600 F.3d at 582. Neither Girts nor Satterlee, then, can be read to allow a district court to issue new orders after the underlying conviction has been vacated, but rather that the district court retains only the power to elucidate an earlier, vague decision. The Girts court noted that the limits of this clarification power must fall short of “materially amending]” an earlier judgment, which is precisely what the district court did here. Accordingly, even if I agreed that the district court retained jurisdiction to grant the unconditional writ, I would reverse its later order barring re-prosecution pursuant to Pitchess — that order blatantly exercises exactly the type of “continuing supervision” barred by Pitchess and contemplated by Girts.
Ill
The majority correctly notes that the warden does not challenge the district court’s order as an abuse of discretion. That, in my view, was bad strategy, albeit consistent with the state’s body of conduct over the past twenty-odd years. In any case, the issue was neither briefed nor otherwise raised by either party, and that is sufficient to end the inquiry. I note that it is far from apparent to me that the death of the prosecution’s star witness before D’Ambrosio’s retrial prejudiced him to such an extent that the extreme measure of barring the retrial altogether was justified. At first blush, the witness’s death appears to be beneficial to D’Ambrosio, particularly in light of the state court’s decision not to allow the witness’s prior testimony to be presented at the retrial. Further, even if D’Ambrosio were to be greatly prejudiced at retrial by the state’s misconduct, he could bring that due-process claim to the state courts on direct review. Because any potential prejudice appears to be curable through the ordinary process, the district court’s decision to bar reprosecution is, if not an abuse of discretion, at least highly suspect. Scott v. Bock, 576 F.Supp.2d 832, 837-38 (E.D.Mich.2008) (“As the term ‘extraordinary’ applies, courts should ... bar[ ] re-prosecution sparingly, reserving this dras*397tic remedy for the most outrageous cases.... Unless the constitutional violation is not redressable at a new trial, or the second trial would be especially unjust, the bar on reprosecution is difficult to justify”) (citations omitted).
IV
In my view, the majority’s opinion is unmoored from both the facts of this case and the applicable case law of both this circuit and the Supreme Court. Moreover, I find particularly troubling that the majority opinion permits federal courts to order habeas relief not only based on the conditions leading to an underlying conviction, but also based on the conditions of an ongoing state criminal proceeding. Because habeas relief may be granted only from final criminal judgments, and only under narrow circumstances, see 28 U.S.C. §§ 2241, 2254, I remain unconvinced that federal courts, under the cloak of habeas jurisdiction, have the authority to interfere with a state’s ongoing prosecutorial efforts, and that is precisely what the district court did here. I therefore respectfully dissent.

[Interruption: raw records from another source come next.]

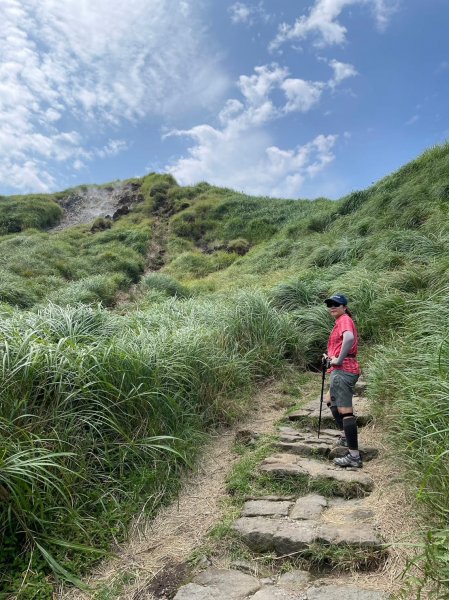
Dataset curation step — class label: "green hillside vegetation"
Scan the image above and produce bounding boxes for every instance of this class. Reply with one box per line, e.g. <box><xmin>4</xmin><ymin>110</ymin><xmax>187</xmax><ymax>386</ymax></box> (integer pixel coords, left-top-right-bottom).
<box><xmin>0</xmin><ymin>145</ymin><xmax>449</xmax><ymax>599</ymax></box>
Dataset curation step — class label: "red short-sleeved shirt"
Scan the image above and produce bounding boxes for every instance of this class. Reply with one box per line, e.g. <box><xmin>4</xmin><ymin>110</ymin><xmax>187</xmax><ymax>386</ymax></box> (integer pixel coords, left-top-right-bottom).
<box><xmin>327</xmin><ymin>314</ymin><xmax>360</xmax><ymax>373</ymax></box>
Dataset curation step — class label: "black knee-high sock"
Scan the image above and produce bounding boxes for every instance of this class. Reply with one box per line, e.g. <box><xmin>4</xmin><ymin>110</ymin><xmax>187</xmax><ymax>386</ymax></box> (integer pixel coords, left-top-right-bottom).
<box><xmin>343</xmin><ymin>415</ymin><xmax>359</xmax><ymax>450</ymax></box>
<box><xmin>330</xmin><ymin>406</ymin><xmax>343</xmax><ymax>431</ymax></box>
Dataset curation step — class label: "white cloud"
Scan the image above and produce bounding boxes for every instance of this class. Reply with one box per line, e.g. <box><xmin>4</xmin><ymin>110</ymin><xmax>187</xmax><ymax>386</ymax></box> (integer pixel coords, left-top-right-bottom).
<box><xmin>329</xmin><ymin>59</ymin><xmax>358</xmax><ymax>88</ymax></box>
<box><xmin>405</xmin><ymin>115</ymin><xmax>419</xmax><ymax>125</ymax></box>
<box><xmin>270</xmin><ymin>0</ymin><xmax>397</xmax><ymax>50</ymax></box>
<box><xmin>96</xmin><ymin>140</ymin><xmax>128</xmax><ymax>158</ymax></box>
<box><xmin>0</xmin><ymin>0</ymin><xmax>228</xmax><ymax>190</ymax></box>
<box><xmin>228</xmin><ymin>2</ymin><xmax>271</xmax><ymax>25</ymax></box>
<box><xmin>166</xmin><ymin>64</ymin><xmax>337</xmax><ymax>197</ymax></box>
<box><xmin>281</xmin><ymin>79</ymin><xmax>325</xmax><ymax>112</ymax></box>
<box><xmin>228</xmin><ymin>2</ymin><xmax>252</xmax><ymax>23</ymax></box>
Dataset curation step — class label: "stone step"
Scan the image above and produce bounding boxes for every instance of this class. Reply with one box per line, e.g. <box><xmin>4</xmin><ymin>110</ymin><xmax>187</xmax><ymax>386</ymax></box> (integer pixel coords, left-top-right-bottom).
<box><xmin>242</xmin><ymin>494</ymin><xmax>374</xmax><ymax>525</ymax></box>
<box><xmin>259</xmin><ymin>453</ymin><xmax>374</xmax><ymax>498</ymax></box>
<box><xmin>276</xmin><ymin>427</ymin><xmax>379</xmax><ymax>462</ymax></box>
<box><xmin>287</xmin><ymin>396</ymin><xmax>372</xmax><ymax>429</ymax></box>
<box><xmin>174</xmin><ymin>569</ymin><xmax>388</xmax><ymax>600</ymax></box>
<box><xmin>233</xmin><ymin>517</ymin><xmax>382</xmax><ymax>556</ymax></box>
<box><xmin>174</xmin><ymin>569</ymin><xmax>262</xmax><ymax>600</ymax></box>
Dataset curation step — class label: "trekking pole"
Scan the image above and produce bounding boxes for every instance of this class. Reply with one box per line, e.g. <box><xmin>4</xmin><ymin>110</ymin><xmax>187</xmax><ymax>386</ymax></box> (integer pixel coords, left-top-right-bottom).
<box><xmin>318</xmin><ymin>356</ymin><xmax>327</xmax><ymax>438</ymax></box>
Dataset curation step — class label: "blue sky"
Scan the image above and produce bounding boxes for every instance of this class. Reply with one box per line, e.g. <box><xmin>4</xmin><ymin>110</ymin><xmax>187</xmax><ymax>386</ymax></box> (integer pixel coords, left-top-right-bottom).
<box><xmin>0</xmin><ymin>0</ymin><xmax>449</xmax><ymax>198</ymax></box>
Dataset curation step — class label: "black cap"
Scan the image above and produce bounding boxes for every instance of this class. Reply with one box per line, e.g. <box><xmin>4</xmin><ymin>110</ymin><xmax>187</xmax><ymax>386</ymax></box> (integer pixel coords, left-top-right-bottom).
<box><xmin>324</xmin><ymin>294</ymin><xmax>348</xmax><ymax>306</ymax></box>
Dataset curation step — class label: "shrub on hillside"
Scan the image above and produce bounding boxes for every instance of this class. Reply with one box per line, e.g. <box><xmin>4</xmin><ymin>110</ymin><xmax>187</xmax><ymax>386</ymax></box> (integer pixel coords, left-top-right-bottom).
<box><xmin>226</xmin><ymin>238</ymin><xmax>251</xmax><ymax>256</ymax></box>
<box><xmin>271</xmin><ymin>278</ymin><xmax>317</xmax><ymax>311</ymax></box>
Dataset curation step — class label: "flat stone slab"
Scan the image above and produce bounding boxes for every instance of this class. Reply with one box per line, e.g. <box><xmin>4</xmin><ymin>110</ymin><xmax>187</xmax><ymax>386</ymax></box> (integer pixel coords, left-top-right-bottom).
<box><xmin>277</xmin><ymin>569</ymin><xmax>312</xmax><ymax>592</ymax></box>
<box><xmin>242</xmin><ymin>500</ymin><xmax>293</xmax><ymax>517</ymax></box>
<box><xmin>325</xmin><ymin>498</ymin><xmax>375</xmax><ymax>523</ymax></box>
<box><xmin>304</xmin><ymin>585</ymin><xmax>389</xmax><ymax>600</ymax></box>
<box><xmin>174</xmin><ymin>569</ymin><xmax>261</xmax><ymax>600</ymax></box>
<box><xmin>288</xmin><ymin>396</ymin><xmax>372</xmax><ymax>428</ymax></box>
<box><xmin>290</xmin><ymin>494</ymin><xmax>327</xmax><ymax>520</ymax></box>
<box><xmin>174</xmin><ymin>569</ymin><xmax>389</xmax><ymax>600</ymax></box>
<box><xmin>276</xmin><ymin>427</ymin><xmax>379</xmax><ymax>462</ymax></box>
<box><xmin>233</xmin><ymin>517</ymin><xmax>382</xmax><ymax>555</ymax></box>
<box><xmin>251</xmin><ymin>586</ymin><xmax>304</xmax><ymax>600</ymax></box>
<box><xmin>260</xmin><ymin>454</ymin><xmax>374</xmax><ymax>498</ymax></box>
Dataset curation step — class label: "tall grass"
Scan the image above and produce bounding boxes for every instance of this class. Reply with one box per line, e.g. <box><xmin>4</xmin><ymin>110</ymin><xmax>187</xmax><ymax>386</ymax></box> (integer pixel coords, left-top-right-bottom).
<box><xmin>0</xmin><ymin>294</ymin><xmax>300</xmax><ymax>598</ymax></box>
<box><xmin>369</xmin><ymin>287</ymin><xmax>449</xmax><ymax>598</ymax></box>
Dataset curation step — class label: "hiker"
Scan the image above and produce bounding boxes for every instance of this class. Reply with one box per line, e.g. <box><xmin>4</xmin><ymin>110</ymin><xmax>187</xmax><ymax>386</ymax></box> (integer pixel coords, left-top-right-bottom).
<box><xmin>324</xmin><ymin>294</ymin><xmax>362</xmax><ymax>467</ymax></box>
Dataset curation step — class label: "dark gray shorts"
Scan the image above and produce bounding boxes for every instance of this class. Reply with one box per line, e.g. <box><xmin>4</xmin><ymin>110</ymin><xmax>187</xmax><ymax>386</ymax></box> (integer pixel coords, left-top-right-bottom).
<box><xmin>329</xmin><ymin>371</ymin><xmax>359</xmax><ymax>408</ymax></box>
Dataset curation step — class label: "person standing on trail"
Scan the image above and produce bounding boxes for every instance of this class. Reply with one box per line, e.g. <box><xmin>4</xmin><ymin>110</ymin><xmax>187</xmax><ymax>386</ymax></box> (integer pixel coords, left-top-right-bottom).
<box><xmin>324</xmin><ymin>294</ymin><xmax>362</xmax><ymax>467</ymax></box>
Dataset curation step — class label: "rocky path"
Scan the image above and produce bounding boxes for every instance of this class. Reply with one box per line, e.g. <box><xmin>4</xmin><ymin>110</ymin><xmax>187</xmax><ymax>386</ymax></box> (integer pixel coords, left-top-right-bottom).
<box><xmin>58</xmin><ymin>374</ymin><xmax>411</xmax><ymax>600</ymax></box>
<box><xmin>174</xmin><ymin>378</ymin><xmax>389</xmax><ymax>600</ymax></box>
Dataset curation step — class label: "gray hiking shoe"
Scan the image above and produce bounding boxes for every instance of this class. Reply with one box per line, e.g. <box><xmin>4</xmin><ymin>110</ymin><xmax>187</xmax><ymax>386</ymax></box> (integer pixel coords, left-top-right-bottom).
<box><xmin>334</xmin><ymin>435</ymin><xmax>348</xmax><ymax>448</ymax></box>
<box><xmin>334</xmin><ymin>452</ymin><xmax>363</xmax><ymax>469</ymax></box>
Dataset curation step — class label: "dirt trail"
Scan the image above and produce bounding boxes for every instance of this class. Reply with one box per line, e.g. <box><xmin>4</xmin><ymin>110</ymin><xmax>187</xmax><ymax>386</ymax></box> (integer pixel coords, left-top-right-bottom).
<box><xmin>58</xmin><ymin>385</ymin><xmax>298</xmax><ymax>600</ymax></box>
<box><xmin>58</xmin><ymin>378</ymin><xmax>415</xmax><ymax>600</ymax></box>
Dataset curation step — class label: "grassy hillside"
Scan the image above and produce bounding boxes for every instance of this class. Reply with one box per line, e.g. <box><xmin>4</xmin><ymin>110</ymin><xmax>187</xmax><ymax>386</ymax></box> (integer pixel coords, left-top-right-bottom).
<box><xmin>0</xmin><ymin>145</ymin><xmax>449</xmax><ymax>599</ymax></box>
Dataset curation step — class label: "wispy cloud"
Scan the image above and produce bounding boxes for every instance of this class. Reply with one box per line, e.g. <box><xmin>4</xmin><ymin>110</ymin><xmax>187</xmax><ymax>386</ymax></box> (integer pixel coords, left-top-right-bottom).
<box><xmin>167</xmin><ymin>64</ymin><xmax>344</xmax><ymax>197</ymax></box>
<box><xmin>405</xmin><ymin>115</ymin><xmax>419</xmax><ymax>125</ymax></box>
<box><xmin>0</xmin><ymin>0</ymin><xmax>228</xmax><ymax>190</ymax></box>
<box><xmin>228</xmin><ymin>2</ymin><xmax>272</xmax><ymax>25</ymax></box>
<box><xmin>329</xmin><ymin>59</ymin><xmax>358</xmax><ymax>88</ymax></box>
<box><xmin>269</xmin><ymin>0</ymin><xmax>397</xmax><ymax>50</ymax></box>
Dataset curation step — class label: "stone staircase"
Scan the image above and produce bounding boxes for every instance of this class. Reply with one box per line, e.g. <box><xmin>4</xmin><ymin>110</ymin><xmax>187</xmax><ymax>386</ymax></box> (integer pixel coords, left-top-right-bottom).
<box><xmin>174</xmin><ymin>383</ymin><xmax>388</xmax><ymax>600</ymax></box>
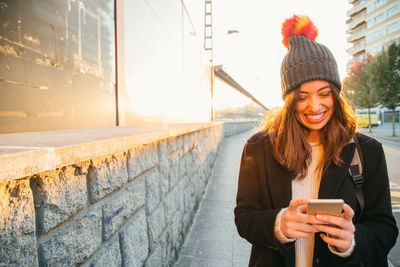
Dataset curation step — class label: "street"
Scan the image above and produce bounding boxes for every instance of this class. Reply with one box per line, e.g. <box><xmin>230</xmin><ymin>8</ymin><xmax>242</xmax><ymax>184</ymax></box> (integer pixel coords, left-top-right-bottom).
<box><xmin>361</xmin><ymin>124</ymin><xmax>400</xmax><ymax>267</ymax></box>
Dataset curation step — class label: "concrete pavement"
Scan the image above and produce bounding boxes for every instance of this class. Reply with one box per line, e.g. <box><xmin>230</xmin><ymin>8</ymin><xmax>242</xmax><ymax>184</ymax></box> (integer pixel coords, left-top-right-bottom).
<box><xmin>175</xmin><ymin>130</ymin><xmax>253</xmax><ymax>267</ymax></box>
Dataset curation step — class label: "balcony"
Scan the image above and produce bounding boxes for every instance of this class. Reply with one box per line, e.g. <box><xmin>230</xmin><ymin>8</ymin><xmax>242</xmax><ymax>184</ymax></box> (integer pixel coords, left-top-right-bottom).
<box><xmin>346</xmin><ymin>2</ymin><xmax>367</xmax><ymax>17</ymax></box>
<box><xmin>347</xmin><ymin>29</ymin><xmax>365</xmax><ymax>43</ymax></box>
<box><xmin>346</xmin><ymin>44</ymin><xmax>365</xmax><ymax>55</ymax></box>
<box><xmin>347</xmin><ymin>13</ymin><xmax>365</xmax><ymax>29</ymax></box>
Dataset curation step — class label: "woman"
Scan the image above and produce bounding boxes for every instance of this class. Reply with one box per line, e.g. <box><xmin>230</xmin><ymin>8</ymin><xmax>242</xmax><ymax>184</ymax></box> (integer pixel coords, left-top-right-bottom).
<box><xmin>235</xmin><ymin>16</ymin><xmax>398</xmax><ymax>267</ymax></box>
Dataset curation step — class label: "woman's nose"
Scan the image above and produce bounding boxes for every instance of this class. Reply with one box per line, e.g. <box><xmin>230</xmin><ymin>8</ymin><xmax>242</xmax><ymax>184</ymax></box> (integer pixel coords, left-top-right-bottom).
<box><xmin>308</xmin><ymin>96</ymin><xmax>321</xmax><ymax>112</ymax></box>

. In its brief, the state heavily relies on Pitchess and its holding regarding exhaustion. Appellant's Br. at 18-20. That the state appeared to mistakenly conclude that Pitchess was about jurisdiction is not an express waiver of the exhaustion arguments it included in its brief, and, in any case, this court may consider the issue sua sponte. See Granberry v. Greer, 481 U.S. 129, 133-34, 107 S.Ct. 1671, 95 L.Ed.2d 119 (1987).